Core Concepts
A method combining Generative Deep Learning and Evolutionary Algorithms to produce realistic and novel audio samples by using the RAVE model as the sound generator and the VGGish model as a novelty evaluator in the Latent Vector Novelty Search (LVNS) algorithm.
Abstract
The paper proposes the LVNS-RAVE method, which combines the strengths of Generative Deep Learning and Evolutionary Algorithms to generate realistic and diversified audio samples.
The key aspects are:
The RAVE model is used as the sound generator, which can produce high-quality audio outputs. The latent vectors of RAVE are used as the genotypes for the evolutionary process.
The Novelty Search algorithm is used to evolve the latent vectors, with the goal of generating diverse and novel audio samples.
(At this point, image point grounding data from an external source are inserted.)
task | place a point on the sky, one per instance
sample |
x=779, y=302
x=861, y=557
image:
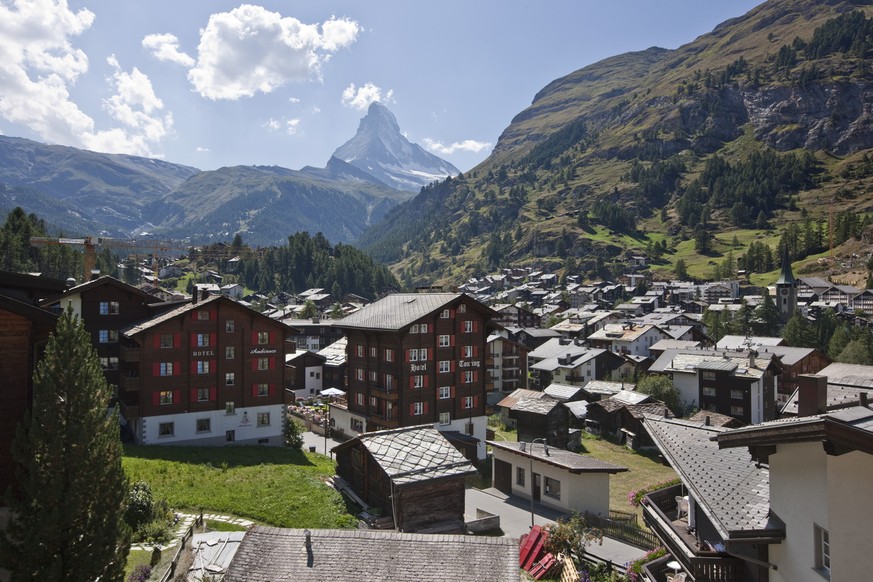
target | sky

The VGGish model is used as the novelty evaluator, providing a perceptual distance metric between audio samples.
The evolutionary process involves crossover and mutation of the RAVE latent vectors, with the goal of maximizing the sparseness (novelty) of the generated samples within the container.
Experiments were conducted using three different pre-trained RAVE models (vintage, darbouka_onnx, and VCTK) and four different setups, demonstrating the flexibility and effectiveness of the LVNS-RAVE method in generating diverse and high-quality audio samples.
The results show that the LVNS-RAVE method can successfully generate diversified, novel audio samples under different mutation setups and pre-trained RAVE models. The characteristics of the generation process can be easily controlled with the mutation parameters, making it a promising creative tool for sound artists and musicians.